The busy-cool link may also be a symptom of how the axis of business has shifted toward tech. Judy Wajcman, a sociologist at the London School of Economics and author of Pressed for Time: The Acceleration of Life in Digital Capitalism, says that it radiates out from Silicon Valley. “It’s a lot of young men carrying on about how they’re just so passionate,” she says. Another sign of this takeover of work by leisure is the “tyranny of fun” that comes when offices start looking like living rooms, with kegs and ping pong tables in swanky coworking spaces with names like Second Home. That has consequences: If you’re living at work, it probably means that there aren’t kids to go home to. “They’re childfree places,” Wajcman says of these offices, and it goes down to nucleus of the tech industry. As Quartz observed this week, Apple’s new $5 billion campus has 100,000 square foot gym but no daycare. In contrast, outdoor apparel brand Patagonia has onsite childcare, and 100 percent retention of employees who become new moms.
While loads of ink has been spilled about how iPhones are the reason for the busyness pandemic, Wajcman says we need to look at how family structures have changed. In 1960, just 25 percent of American families were dual income; by 2012 it was 60 percent. Kids, of course, take a lot of time too: parents end up having less leisure time together than their childfree peers, and one estimate puts one child eating up two hours of leisure time per day, which sounds a little low. The average American commute time keeps getting longer, too, with almost 17 percent of people plodding at least 45 minutes to work and back.
What’s weird, within all this, is that working hours themselves have stayed relatively stable.
In a 2014 working paper, Oxford sociologists Jonathan Gershuny and Kimberly Fisher evaluated working hours in 16 countries from 1961 and 2010, and they found that overall work time had only slightly increased since the 1970s, though men are doing much more unpaid work than their fathers did. The best educated work the most, according to their data, creating not a leisure class, but a “superordinate” (or high status) working class. But, Gershuny tells Thrive Global, the sensation of busyness may be on the wane, at least in Britain. According to his forthcoming research on the 2000 and 2015 UK time use surveys, the link between the objective evidence of busyness — how packed people’s schedules are — and how rushed they feel is getting weaker.

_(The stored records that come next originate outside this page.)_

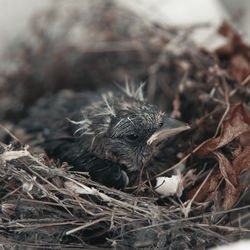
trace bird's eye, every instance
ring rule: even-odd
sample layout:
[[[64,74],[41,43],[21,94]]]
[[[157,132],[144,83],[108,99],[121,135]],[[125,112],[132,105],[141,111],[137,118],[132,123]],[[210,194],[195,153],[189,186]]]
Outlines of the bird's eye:
[[[137,134],[126,135],[126,139],[129,141],[136,141],[138,139],[138,135]]]

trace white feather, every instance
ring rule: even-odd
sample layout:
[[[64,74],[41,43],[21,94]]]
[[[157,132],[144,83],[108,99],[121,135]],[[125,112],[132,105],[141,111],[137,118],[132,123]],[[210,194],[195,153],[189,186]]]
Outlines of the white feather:
[[[125,88],[122,88],[120,86],[118,86],[122,92],[124,92],[127,96],[135,98],[139,101],[144,101],[144,97],[143,97],[143,87],[144,87],[145,83],[141,83],[139,87],[137,87],[135,84],[133,83],[128,83],[128,81],[126,81],[125,83]]]
[[[107,94],[102,95],[102,98],[103,98],[103,100],[104,100],[104,102],[106,104],[106,108],[105,108],[106,112],[104,112],[104,113],[106,113],[107,115],[112,115],[112,116],[115,117],[116,116],[115,109],[114,109],[114,107],[111,107],[111,105],[108,102],[108,98],[111,99],[112,97],[113,97],[113,94],[111,92],[108,92]]]

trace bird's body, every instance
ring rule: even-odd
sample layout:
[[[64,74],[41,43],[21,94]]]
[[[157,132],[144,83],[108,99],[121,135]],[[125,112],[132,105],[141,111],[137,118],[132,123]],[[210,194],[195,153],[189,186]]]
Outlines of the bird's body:
[[[178,130],[182,123],[145,102],[142,85],[113,92],[62,91],[41,99],[20,126],[40,139],[50,157],[116,188],[128,184],[128,173],[140,171],[158,134],[183,130]]]

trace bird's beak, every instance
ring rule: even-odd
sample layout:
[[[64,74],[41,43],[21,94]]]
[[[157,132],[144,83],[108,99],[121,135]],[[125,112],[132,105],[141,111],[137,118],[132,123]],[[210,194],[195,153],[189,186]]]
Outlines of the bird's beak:
[[[147,140],[148,145],[158,144],[172,135],[190,129],[190,126],[173,118],[165,118],[163,126],[157,129]]]

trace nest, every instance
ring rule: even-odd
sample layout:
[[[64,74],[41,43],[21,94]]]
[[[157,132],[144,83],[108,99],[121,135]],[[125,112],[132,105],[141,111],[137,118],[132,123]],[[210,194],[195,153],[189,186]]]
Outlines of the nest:
[[[148,23],[113,1],[88,7],[64,19],[60,8],[34,17],[34,41],[20,43],[15,70],[1,73],[0,242],[200,249],[249,238],[250,48],[227,23],[219,30],[227,44],[211,53],[189,40],[195,27]],[[79,26],[88,40],[84,33],[74,43]],[[148,100],[192,127],[173,153],[178,160],[157,174],[185,162],[181,197],[157,195],[156,176],[125,191],[107,188],[22,143],[15,124],[39,97],[125,76],[146,81]]]

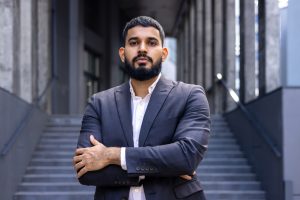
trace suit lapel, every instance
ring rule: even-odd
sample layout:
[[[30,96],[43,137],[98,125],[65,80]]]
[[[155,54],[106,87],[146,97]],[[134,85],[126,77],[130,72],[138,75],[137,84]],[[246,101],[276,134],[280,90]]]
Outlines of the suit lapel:
[[[150,128],[173,87],[173,82],[163,77],[158,81],[144,115],[139,137],[139,146],[144,146]]]
[[[115,100],[127,144],[129,147],[133,147],[131,96],[128,82],[124,83],[118,89],[116,89]]]

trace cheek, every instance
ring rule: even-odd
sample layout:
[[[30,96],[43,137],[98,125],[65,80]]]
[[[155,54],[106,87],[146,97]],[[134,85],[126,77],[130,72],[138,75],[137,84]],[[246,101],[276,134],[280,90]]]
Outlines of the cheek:
[[[124,59],[126,58],[128,61],[132,61],[132,58],[133,58],[134,56],[132,55],[132,53],[131,52],[125,52],[124,53]]]
[[[163,56],[162,52],[153,52],[152,54],[153,61],[155,62],[157,60],[162,59],[162,56]]]

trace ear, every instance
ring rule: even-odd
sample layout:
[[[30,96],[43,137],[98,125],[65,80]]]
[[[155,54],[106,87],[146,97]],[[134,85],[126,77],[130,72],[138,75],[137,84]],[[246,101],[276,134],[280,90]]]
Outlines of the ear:
[[[168,55],[169,55],[169,50],[168,50],[168,48],[167,47],[163,47],[163,52],[162,52],[162,61],[164,62],[166,59],[167,59],[167,57],[168,57]]]
[[[124,47],[121,47],[119,49],[119,56],[120,56],[121,61],[124,63],[125,62],[125,48]]]

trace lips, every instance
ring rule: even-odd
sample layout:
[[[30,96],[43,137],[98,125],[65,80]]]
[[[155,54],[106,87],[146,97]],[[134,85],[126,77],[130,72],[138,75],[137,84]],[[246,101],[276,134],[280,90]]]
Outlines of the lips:
[[[147,62],[152,62],[152,59],[145,56],[139,56],[136,57],[133,62],[137,62],[138,64],[146,64]]]

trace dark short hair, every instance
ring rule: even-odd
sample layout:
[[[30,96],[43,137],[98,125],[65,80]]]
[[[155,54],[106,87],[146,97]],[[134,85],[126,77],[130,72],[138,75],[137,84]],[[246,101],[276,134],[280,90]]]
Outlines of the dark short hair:
[[[159,36],[160,36],[162,45],[164,44],[165,32],[164,32],[164,29],[162,28],[162,26],[160,25],[160,23],[151,17],[139,16],[139,17],[133,18],[132,20],[127,22],[127,24],[123,30],[123,34],[122,34],[124,46],[126,43],[126,36],[127,36],[128,30],[133,27],[136,27],[136,26],[143,26],[143,27],[152,26],[152,27],[156,28],[159,31]]]

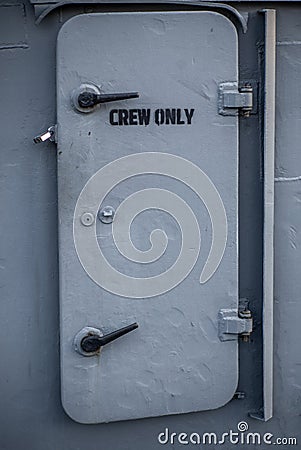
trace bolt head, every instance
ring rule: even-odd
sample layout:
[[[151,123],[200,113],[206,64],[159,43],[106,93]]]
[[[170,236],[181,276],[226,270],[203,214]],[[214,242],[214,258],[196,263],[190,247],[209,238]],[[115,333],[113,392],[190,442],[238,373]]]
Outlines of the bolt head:
[[[112,206],[106,206],[98,212],[98,218],[102,223],[112,223],[114,215],[115,209]]]

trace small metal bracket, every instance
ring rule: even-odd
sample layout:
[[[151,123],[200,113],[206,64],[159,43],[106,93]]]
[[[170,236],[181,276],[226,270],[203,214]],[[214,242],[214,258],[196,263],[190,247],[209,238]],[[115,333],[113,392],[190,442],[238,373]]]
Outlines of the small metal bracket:
[[[52,125],[47,131],[33,138],[35,144],[40,144],[45,141],[57,143],[57,125]]]
[[[243,391],[236,391],[233,398],[236,400],[244,400],[246,398],[246,393]]]
[[[248,117],[253,110],[253,87],[246,83],[238,87],[236,82],[220,83],[218,87],[218,112],[222,116]]]
[[[221,341],[235,341],[240,335],[248,340],[253,331],[251,311],[245,307],[239,309],[221,309],[218,313],[219,338]]]

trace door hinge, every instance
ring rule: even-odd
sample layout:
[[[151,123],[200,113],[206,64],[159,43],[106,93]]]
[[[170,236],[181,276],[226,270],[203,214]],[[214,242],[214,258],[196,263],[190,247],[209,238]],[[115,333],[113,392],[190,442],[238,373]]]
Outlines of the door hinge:
[[[221,309],[218,313],[218,328],[221,341],[234,341],[238,336],[248,341],[253,331],[253,319],[248,309],[248,300],[241,299],[238,309]]]
[[[251,83],[238,86],[236,82],[220,83],[218,112],[222,116],[249,117],[254,106],[254,89]]]

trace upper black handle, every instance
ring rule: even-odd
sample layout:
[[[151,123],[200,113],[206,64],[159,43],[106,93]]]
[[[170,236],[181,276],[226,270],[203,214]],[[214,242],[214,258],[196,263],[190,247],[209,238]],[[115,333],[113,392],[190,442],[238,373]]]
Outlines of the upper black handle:
[[[120,92],[119,94],[95,94],[94,92],[82,92],[77,101],[81,108],[91,108],[100,103],[116,102],[118,100],[128,100],[138,98],[138,92]]]
[[[112,333],[106,334],[104,336],[96,336],[96,335],[85,336],[81,341],[81,348],[86,353],[97,352],[100,349],[100,347],[109,344],[109,342],[115,341],[115,339],[120,338],[124,334],[127,334],[130,331],[135,330],[136,328],[138,328],[138,324],[135,322],[132,323],[131,325],[120,328],[119,330],[113,331]]]

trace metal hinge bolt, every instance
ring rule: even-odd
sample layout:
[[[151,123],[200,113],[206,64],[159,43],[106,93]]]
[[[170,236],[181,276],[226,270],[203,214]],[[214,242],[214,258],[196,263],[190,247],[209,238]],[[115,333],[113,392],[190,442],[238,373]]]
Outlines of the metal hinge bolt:
[[[252,321],[252,313],[249,310],[249,301],[246,298],[241,298],[239,300],[238,317],[240,317],[241,319],[246,319],[246,320]],[[245,332],[241,333],[240,336],[242,337],[242,340],[244,342],[249,342],[251,331],[253,331],[253,330],[249,330],[249,331],[245,331]]]
[[[239,89],[239,92],[244,95],[245,105],[241,107],[241,115],[243,117],[250,117],[253,109],[253,88],[250,84],[245,84]]]

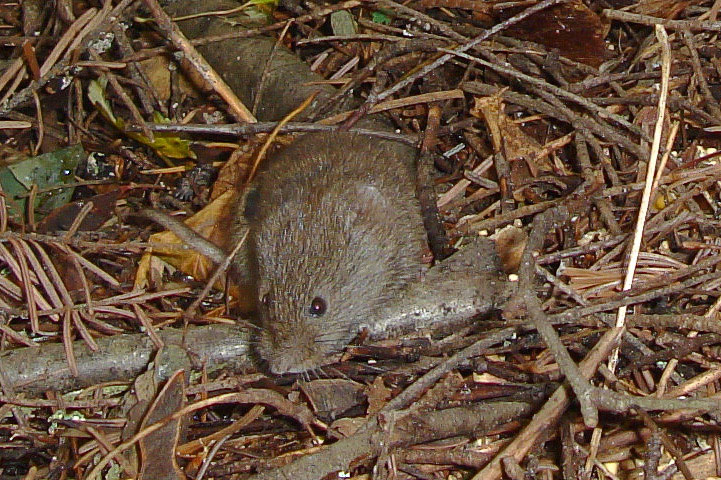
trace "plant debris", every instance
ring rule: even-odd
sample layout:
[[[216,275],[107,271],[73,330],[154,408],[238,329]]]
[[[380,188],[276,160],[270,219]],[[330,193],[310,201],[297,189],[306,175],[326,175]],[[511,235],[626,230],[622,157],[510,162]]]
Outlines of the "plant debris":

The way we represent ourselves to each other is constantly changing, signals shift, fashions change. Bellezza, Paharia, and Keinan, the marketing researchers, say that once a status symbol becomes ubiquitous, it loses its luster, so as busy becomes normalized, it may increasingly mark you as a commoner. “Fifteen years ago, you were really on trend when you said that you were just unbelievably busy,” says Gershuny, the Oxford sociologist, while today it’s either a status claim or a way to get through small talk. But if the trends that Gershuny sees hold, busyness may be losing it chicness. By 2020, it could be borderline faux pas: “If you’re super cool, one of the things you’re saying is ‘I’m not the sort of person who says I’m always busy,” he says. It may soon be gauche, in other words, to work yourself to death.